0

I am looking to generate unique 16-byte / 128-bit hased IDs (GUIDs) that does not need to be cryptographically secure. For example imagine that the hash is the 128-bit MD5("some user generated strings");

I would have preferred to use a SHA algorithm, but SHA doesn't come in a 128-bit variant AFAIK. The older MD5 generates a 128-bit hash which is exactly what I need.

But since the SHA algorithm is presumably newer / better than the MD5 algorithm, what would yield the best result:

  1. Using MD5?
  2. Or using SHA-256 and XOR'ing the two 16-byte halves together to get a 128-bit hash?
  3. Or simply using the first 128 bits of SHA-1 or SHA-256 (this is answered in other Stackoverflow questions e.g. here Using N first bits of a hash function to have an N-bit hash)

Would 3 e.g. be better than 2? Or are they equally good?

I have no clue about the inner workings of SHA, so my question might be totally off, please help enlighten me. Thanks!

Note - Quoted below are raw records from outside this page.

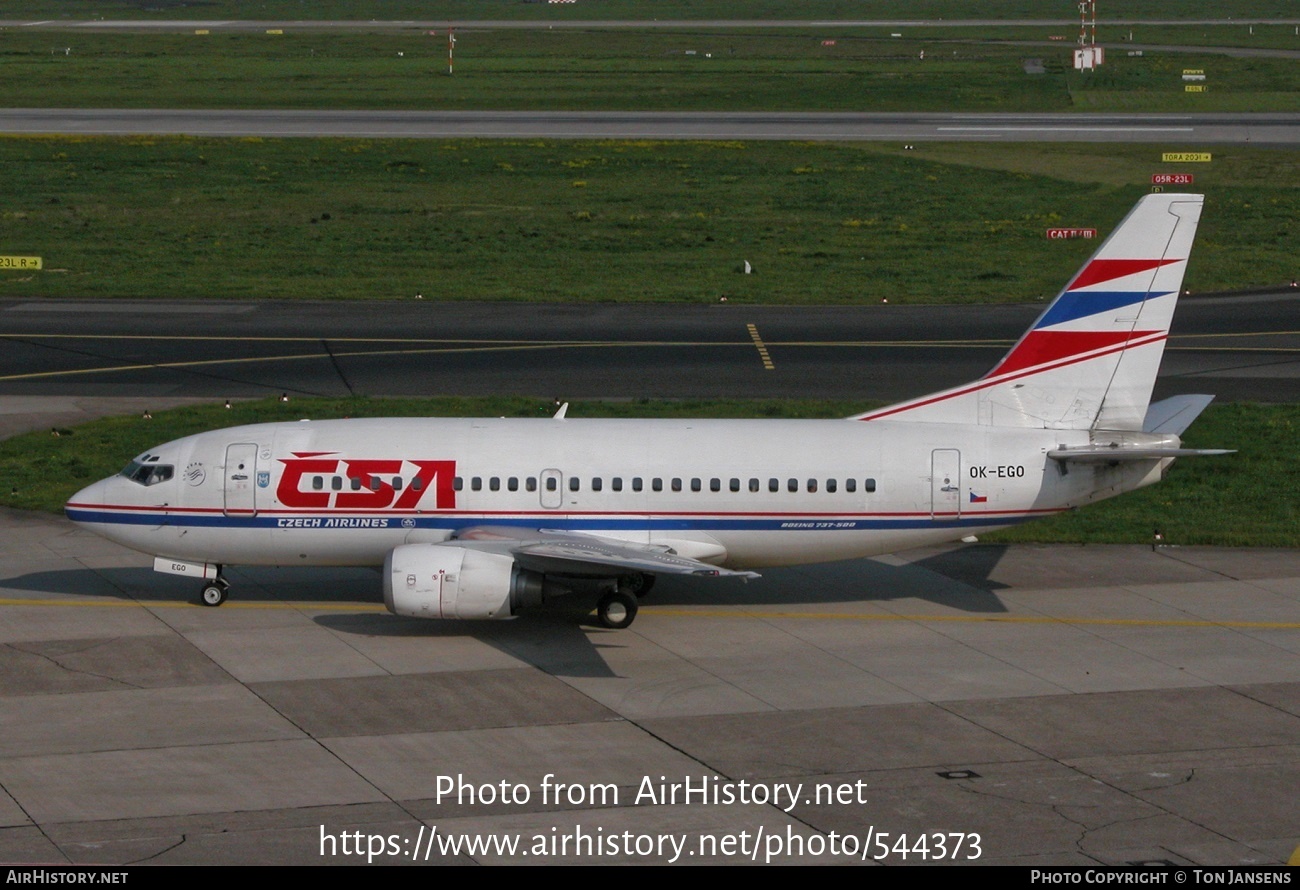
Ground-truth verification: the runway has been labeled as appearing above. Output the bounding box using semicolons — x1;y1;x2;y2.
2;291;1298;405
3;109;1299;144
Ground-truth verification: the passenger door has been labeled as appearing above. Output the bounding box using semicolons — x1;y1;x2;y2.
224;443;259;517
930;449;961;520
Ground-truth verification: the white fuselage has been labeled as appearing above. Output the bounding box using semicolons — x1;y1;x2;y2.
65;416;1164;571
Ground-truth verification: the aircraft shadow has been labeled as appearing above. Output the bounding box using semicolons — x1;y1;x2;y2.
0;551;1009;612
1;552;1010;679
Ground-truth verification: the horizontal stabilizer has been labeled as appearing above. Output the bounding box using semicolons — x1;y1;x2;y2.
1143;394;1215;435
1048;445;1234;463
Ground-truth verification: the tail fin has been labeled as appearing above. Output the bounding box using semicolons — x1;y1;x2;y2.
853;193;1204;431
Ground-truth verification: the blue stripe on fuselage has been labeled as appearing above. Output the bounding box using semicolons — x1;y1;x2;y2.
65;507;1036;532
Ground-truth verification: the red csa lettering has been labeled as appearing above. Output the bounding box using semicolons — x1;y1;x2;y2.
335;459;402;508
393;460;457;510
276;455;336;508
276;454;457;510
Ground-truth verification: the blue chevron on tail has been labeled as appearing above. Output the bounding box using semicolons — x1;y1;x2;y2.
853;194;1204;431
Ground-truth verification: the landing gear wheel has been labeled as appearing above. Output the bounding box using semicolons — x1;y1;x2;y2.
200;581;228;607
621;573;656;599
597;589;638;629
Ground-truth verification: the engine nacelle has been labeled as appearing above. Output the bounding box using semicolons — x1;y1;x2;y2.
383;544;545;620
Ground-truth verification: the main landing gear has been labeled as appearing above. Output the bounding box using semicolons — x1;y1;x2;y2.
595;574;655;629
199;574;229;607
621;572;656;598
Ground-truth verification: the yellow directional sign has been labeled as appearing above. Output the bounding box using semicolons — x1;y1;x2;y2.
1162;152;1212;163
0;256;41;270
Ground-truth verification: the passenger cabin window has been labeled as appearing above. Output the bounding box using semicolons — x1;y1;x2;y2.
508;477;519;492
672;478;682;492
632;478;643;492
452;477;463;491
592;478;603;492
471;477;482;491
350;477;362;491
807;479;817;493
827;478;837;493
845;478;856;493
750;478;760;493
865;478;877;493
787;478;798;493
392;476;403;490
526;478;537;492
490;477;500;491
690;478;700;492
569;477;580;492
652;478;662;492
332;476;343;491
612;478;623;492
311;476;324;490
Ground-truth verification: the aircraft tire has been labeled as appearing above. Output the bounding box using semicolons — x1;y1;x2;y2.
200;583;227;607
621;573;656;599
597;589;638;629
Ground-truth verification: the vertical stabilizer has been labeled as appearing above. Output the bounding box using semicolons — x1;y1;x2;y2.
853;194;1204;430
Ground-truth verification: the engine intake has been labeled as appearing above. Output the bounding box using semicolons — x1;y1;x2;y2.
383;544;546;620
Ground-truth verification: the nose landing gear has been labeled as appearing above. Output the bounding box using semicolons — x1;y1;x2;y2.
199;574;229;607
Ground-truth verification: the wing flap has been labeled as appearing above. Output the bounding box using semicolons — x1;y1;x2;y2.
447;526;760;579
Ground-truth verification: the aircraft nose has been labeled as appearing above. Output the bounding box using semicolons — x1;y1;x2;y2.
65;476;108;524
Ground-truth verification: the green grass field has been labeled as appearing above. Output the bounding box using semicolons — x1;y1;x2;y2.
1;26;1295;112
0;137;1294;303
5;0;1298;23
3;396;1291;547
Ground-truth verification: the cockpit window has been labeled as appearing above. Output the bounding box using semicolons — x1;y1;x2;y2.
121;460;174;486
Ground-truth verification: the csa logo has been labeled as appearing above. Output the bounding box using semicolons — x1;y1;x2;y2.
256;471;270;488
401;518;416;529
276;453;457;510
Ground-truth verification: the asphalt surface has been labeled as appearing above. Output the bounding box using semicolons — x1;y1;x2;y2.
2;501;1298;865
2;291;1298;404
3;110;1299;144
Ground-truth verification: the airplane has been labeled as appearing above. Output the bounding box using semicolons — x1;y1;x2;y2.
65;193;1229;629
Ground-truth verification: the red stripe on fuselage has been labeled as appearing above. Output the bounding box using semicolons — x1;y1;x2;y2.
69;503;1066;520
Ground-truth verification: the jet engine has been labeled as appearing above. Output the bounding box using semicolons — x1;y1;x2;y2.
383;544;547;620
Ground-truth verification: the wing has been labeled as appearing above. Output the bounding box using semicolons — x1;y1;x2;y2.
445;525;760;579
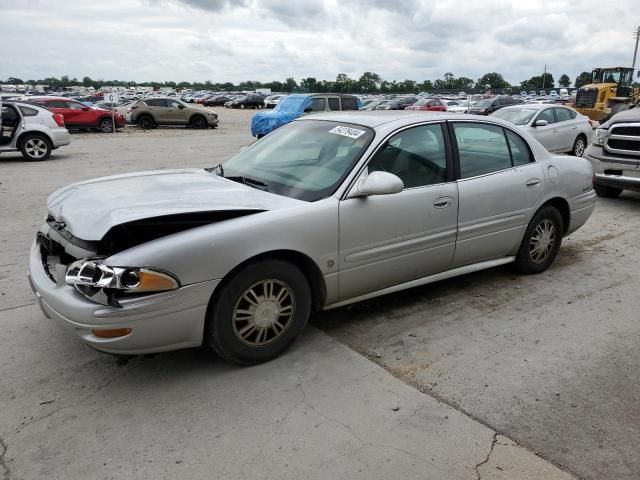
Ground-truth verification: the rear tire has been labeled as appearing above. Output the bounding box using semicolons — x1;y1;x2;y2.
571;135;587;157
515;205;563;274
594;185;623;198
137;115;154;129
205;259;311;365
20;133;52;161
98;117;114;133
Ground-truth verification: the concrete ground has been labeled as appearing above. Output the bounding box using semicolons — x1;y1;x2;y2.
0;108;636;479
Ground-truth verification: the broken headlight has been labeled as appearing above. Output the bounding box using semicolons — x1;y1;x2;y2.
65;260;179;306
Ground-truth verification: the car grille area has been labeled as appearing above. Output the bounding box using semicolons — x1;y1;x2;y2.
38;233;78;283
575;89;598;108
606;124;640;157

  • If they not need to be cryptographically secure, what do you mean with 'better' or 'good'? – g_uint Sep 01 '22 at 07:29
  • I suppose a combination of speed and collission probability. AFAIU SHA might calculate faster than MD on modern CPUs. And I think SHA has a slightly better collission risk. But I'm unsure what happens if I choose solution 2 or 3 over using MD5. – Michael Seifert Sep 01 '22 at 07:34
  • Unfortunately can't say anything about either, but the speed requirement you can benchmark yourself quite easily. Just do both implementations and time them. But if the application is not latency sensitive I would not worry about speed initially. – g_uint Sep 02 '22 at 08:49

1 Answers1

0

The easiest way to get a 16 byte ID is to generate 16 random bytes. Hashing can only decrease the quality of the ID, but maybe you are mixing it up with encoding?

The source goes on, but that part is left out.